Wut blühte in seinem Gesicht auf. »Das ist unmöglich; das weiß ich.«

»Vielleicht. Aber selbst wenn es so ist, bleibt nicht mehr genug Zeit. Am Tag nach meiner Abreise aus Tyrian sind sie nach Bethe Corbair aufgebrochen. Wenn sie so schnell wie erwartet vorangekommen sind, tobt die Schlacht möglicherweise bereits, während wir uns hier unterhalten.«

Ashe erschauerte; seine Stimme zitterte vor Wut. »Sie ist allein gegangen? Mit den anderen? Ohne mich?«

Oelendra sah ihn seltsam an. »Gwydion, das ist ihre Suche, ihre Zeit, so wie es Jahrhunderte vor deiner Geburt vorhergesagt wurde. Du kannst ihnen nicht helfen; sie leben für dieses Ziel. Glaube mir, ich wünschte, ich wäre bei ihnen. Ich wünsche es mir mehr, als du dir vorstellen kannst. Aber das ist nicht unsere Aufgabe.« Ihr Tonfall wurde ernster. »Außerdem muss es eine zweite Verteidigungslinie geben, falls sie unterliegen. Zwischen dir und deinem Vater...«

Sie hielt inne. Ashe wurde rasend vor Wut.

»Sie können nicht unterliegen«, sagte er in Panik. »Ich könnte es nicht ertragen, wenn sie ... ich könnte es nicht ertragen, nicht noch einmal. Warum hast du mir das nicht sofort gesagt? Warum haben sie mir keine Nachricht geschickt? Ich habe das Recht, bei ihnen zu sein!«

Oelendra öffnete die Augen weit vor Zorn. Sie stand auf, stellte sich ihm entgegen. In ihrer Stimme schwang unverhohlene Wut. »Das Recht? Du hast Rechte? Welche Rechte? Wenn jemand das Recht hat, diese verdammte Bestie abzuschlachten, dann bin ich das! Ich habe durch ihre Bosheit mehr erlitten als jedes andere lebende Wesen. Und wenn ich mein Recht, den F’dor zu töten, abtreten kann, wieso beanspruchst du es dann für dich?«

»So habe ich das nicht gemeint«, sagte er mit zitternder Stimme. »Es ist mir egal, wer dieses verfluchte Ding tötet. Die Hauptsache ist, dass es stirbt. Das Recht, das ich gemeint habe, ist das Recht, an Rhapsodys Seite zu sein, wenn sie ihm gegenübersteht, für den Fall, dass ... dass sie unterliegt.« Seine Worte verhallten in einem Flüstern.
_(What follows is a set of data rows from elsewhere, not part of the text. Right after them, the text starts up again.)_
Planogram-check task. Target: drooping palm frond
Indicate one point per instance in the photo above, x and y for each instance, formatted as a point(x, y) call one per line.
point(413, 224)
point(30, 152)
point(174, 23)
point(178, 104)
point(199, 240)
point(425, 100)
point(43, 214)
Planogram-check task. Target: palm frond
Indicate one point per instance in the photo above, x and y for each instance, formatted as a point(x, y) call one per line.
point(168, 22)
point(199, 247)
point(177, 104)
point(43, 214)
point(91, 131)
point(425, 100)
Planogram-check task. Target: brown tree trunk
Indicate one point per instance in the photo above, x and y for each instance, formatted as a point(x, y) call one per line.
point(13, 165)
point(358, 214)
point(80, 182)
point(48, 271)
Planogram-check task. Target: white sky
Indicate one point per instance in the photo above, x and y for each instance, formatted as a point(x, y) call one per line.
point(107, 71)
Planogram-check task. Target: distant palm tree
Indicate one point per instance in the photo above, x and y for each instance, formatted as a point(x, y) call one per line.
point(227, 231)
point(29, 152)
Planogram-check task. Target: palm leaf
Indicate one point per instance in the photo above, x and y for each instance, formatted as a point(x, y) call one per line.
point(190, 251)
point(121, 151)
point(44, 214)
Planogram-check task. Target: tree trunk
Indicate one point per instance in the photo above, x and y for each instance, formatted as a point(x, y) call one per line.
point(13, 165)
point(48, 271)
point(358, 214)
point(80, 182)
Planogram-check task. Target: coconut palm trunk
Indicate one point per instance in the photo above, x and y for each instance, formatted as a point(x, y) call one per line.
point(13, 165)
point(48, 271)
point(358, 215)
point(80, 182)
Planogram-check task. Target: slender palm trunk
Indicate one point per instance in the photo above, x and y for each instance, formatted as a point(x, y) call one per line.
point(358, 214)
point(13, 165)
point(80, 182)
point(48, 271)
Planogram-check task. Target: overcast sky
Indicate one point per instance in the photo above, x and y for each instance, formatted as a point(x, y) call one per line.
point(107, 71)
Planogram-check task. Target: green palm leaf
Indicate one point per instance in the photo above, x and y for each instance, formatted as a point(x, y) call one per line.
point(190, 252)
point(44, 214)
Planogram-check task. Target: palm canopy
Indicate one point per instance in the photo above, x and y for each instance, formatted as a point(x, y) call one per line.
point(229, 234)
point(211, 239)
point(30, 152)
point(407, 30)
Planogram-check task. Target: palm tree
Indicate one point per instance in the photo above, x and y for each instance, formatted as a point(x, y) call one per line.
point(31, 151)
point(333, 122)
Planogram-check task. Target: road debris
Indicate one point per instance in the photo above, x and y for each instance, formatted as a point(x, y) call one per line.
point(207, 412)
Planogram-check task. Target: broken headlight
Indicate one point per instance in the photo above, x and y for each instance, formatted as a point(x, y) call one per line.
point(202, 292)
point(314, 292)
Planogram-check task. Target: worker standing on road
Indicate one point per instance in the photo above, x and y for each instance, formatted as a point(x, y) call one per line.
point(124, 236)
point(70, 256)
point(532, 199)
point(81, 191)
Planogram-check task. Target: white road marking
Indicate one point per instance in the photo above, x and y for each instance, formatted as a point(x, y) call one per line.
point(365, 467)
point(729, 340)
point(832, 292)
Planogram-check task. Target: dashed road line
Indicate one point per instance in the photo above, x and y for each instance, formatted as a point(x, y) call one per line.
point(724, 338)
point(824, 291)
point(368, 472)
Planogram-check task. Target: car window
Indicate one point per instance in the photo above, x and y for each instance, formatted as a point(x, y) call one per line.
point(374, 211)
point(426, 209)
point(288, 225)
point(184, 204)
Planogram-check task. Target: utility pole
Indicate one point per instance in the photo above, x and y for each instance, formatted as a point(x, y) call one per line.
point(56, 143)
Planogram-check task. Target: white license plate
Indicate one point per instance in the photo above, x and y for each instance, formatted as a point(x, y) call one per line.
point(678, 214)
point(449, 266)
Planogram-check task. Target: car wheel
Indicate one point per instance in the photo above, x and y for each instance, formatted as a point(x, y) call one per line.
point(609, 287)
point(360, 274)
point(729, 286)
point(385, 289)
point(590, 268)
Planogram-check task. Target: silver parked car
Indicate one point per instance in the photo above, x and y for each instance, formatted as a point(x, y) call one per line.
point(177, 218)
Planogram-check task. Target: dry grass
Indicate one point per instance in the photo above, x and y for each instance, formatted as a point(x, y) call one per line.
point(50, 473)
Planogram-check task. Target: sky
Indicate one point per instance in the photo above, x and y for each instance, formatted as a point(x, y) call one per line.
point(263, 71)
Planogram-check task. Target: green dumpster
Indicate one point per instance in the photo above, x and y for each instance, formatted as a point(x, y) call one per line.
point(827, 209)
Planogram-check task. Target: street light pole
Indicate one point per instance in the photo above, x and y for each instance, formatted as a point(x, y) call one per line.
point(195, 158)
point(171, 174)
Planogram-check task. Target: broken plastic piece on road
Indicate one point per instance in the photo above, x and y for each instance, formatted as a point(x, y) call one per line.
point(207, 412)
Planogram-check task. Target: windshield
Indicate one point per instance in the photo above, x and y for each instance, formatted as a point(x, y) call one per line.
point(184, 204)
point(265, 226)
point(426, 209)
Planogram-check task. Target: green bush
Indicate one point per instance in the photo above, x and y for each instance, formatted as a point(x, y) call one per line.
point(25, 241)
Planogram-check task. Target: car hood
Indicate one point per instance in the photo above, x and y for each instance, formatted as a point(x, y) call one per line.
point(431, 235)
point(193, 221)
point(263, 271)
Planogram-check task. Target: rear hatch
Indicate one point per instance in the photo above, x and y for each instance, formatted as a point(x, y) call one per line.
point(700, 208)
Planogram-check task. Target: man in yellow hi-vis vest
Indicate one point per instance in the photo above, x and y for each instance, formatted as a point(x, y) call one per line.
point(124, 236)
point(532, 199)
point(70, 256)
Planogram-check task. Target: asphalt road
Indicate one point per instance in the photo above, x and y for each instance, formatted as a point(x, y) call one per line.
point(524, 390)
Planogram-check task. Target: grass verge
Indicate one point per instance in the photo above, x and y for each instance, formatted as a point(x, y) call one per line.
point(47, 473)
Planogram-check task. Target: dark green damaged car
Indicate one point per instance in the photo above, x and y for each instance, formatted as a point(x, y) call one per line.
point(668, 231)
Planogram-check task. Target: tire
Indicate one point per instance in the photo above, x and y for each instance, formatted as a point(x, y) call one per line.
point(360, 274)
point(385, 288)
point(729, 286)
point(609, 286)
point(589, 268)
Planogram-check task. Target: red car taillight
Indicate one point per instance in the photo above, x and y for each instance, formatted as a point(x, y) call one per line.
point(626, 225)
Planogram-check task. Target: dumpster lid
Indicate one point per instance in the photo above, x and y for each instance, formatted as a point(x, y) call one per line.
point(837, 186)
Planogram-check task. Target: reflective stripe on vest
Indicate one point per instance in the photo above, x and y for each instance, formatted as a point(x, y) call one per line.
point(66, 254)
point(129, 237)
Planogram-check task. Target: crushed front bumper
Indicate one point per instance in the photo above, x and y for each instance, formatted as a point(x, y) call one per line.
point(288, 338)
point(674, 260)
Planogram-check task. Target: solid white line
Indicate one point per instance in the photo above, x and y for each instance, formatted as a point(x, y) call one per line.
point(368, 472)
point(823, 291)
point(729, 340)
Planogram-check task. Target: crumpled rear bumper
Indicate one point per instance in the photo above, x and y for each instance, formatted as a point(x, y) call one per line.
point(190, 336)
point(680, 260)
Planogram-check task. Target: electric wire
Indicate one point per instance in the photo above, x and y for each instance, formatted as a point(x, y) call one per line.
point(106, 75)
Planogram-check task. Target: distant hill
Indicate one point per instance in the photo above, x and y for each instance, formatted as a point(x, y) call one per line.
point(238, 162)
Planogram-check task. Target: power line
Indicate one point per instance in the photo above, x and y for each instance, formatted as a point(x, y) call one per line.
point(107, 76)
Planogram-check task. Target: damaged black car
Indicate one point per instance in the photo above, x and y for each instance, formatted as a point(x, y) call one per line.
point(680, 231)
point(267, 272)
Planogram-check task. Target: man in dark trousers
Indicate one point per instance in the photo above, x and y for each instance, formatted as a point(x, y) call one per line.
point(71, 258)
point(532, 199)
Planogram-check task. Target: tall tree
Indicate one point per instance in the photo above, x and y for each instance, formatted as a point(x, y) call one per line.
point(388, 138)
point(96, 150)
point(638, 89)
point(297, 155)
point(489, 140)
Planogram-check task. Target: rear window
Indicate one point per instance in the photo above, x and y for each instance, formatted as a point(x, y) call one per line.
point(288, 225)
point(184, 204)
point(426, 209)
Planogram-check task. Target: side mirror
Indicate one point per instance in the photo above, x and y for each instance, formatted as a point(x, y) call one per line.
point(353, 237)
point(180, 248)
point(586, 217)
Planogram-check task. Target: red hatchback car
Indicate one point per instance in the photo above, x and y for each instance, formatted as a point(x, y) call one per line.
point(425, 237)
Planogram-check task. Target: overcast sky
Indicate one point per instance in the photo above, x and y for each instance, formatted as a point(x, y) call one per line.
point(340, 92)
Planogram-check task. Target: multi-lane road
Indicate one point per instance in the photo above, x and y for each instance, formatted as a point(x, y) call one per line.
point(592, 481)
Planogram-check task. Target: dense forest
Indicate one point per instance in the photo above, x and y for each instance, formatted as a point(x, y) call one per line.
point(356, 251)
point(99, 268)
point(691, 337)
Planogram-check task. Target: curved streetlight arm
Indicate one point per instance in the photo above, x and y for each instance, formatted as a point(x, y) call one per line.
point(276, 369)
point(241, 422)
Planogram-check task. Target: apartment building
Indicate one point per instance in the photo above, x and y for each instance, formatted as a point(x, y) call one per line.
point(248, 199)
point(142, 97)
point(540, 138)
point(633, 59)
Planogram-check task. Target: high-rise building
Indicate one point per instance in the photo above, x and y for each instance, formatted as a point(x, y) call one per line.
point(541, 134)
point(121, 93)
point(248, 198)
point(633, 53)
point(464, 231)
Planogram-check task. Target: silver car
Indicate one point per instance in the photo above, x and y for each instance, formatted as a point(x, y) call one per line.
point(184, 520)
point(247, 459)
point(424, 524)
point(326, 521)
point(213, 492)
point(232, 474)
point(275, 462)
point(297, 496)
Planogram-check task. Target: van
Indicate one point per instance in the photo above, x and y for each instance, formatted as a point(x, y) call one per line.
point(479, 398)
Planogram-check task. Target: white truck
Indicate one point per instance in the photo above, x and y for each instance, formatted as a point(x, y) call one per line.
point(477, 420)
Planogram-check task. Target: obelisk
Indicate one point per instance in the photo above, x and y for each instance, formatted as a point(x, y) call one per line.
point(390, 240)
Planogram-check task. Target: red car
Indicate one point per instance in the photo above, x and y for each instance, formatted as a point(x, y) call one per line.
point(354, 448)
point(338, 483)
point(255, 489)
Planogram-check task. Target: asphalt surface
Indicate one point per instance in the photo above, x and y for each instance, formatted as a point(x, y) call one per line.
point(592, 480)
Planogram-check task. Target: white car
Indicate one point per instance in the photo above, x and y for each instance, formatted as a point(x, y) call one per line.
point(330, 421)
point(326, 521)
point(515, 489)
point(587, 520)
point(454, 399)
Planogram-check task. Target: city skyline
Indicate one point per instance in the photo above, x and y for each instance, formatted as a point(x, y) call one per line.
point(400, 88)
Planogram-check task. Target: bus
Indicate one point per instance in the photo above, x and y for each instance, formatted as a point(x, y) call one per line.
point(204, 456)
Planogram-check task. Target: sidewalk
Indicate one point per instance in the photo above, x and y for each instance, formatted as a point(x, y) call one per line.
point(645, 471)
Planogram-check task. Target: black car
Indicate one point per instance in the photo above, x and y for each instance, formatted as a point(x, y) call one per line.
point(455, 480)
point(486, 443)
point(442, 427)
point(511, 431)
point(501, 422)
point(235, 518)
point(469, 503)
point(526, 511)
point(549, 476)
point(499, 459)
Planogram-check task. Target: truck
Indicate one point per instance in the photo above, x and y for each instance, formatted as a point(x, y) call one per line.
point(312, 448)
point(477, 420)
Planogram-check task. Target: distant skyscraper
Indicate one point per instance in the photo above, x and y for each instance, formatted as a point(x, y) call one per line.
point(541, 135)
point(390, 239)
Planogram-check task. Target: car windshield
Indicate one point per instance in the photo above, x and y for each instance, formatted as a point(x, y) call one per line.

»Warum?«, fragte Oelendra ungläubig. »Welche Rechte hast du an Rhapsody und ihren Entscheidungen? Du hast alle Rechte aufgegeben, als du eine andere geheiratet hast.«

Er schüttelte den Kopf, vergrub das Gesicht in den Händen und versuchte sich zu beruhigen.

»Ich habe keine Rechte aufgegeben.«

Die Stimme der lirinschen Kämpferin wurde eisig. »Ich glaube, jetzt habe ich eine Antwort auf die zweite Hälfte meiner Frage. Du bist deiner Großmutter ähnlicher, als ich befürchtet hatte. Glaubst du, dass Rhapsody auf ewig mit dir verbunden ist, obwohl du mit einer Frau von Rang verheiratet bist?« Ashe sah sie an. »Sie würde es dir niemals sagen, aber du hast sie genau so tief verletzt, wie es der Verlust deines Vaters, der Verlust Jos und vielleicht auch ihrer Heimat und ihres vorherigen Lebens getan haben. Sie hat dich geliebt, und du hast diese Liebe deinem Machtstreben und dem deines Vaters geopfert. Du hast Recht. Du verdienst sie nicht. Du hast sie in eine Heirat ohne Liebe gedrängt. Eigentlich bin ich hergekommen, um dir genau das zu sagen.«

Er wurde bleich. »Was?«

»Du weißt doch, dass sie jetzt die Königin der Lirin ist, oder?«

»Was?«

»Du hast nicht davon gehört? Du hast es nicht gewusst?«

Ashe schüttelte den Kopf. »Nein. Ich habe Lark und Khaddyrs andere Gefolgsleute zur Strecke gebracht und war an der Grenze der Neutralen Zone. Ich habe zwar gehört, dass die Lirin eine Königin gekrönt haben, wobei ich immer gehofft hatte, Rhapsody würde die Krone nehmen, aber ich habe auch gehört ...«Er verstummte.

»Was hast du gehört?«

»Dass die Königin sich einem der Freier versprochen hat. Ich weiß, dass Rhapsody so etwas niemals tun würde. Es wäre gegen ihre Überzeugung.« Er schloss die Augen vor Schmerz angesichts der Erinnerung an die süße Sommernacht vor einem ganzen Leben im alten Land. Er sah sie noch, wie sie kaum mehr als ein Kind gewesen war, sich hinter einer Reihe Fässer vor den bäuerlichen Freiern versteckt hatte, die ihr nachgestellt und gehofft hatten, sie in der Hochzeitslotterie des Dorfes zu gewinnen.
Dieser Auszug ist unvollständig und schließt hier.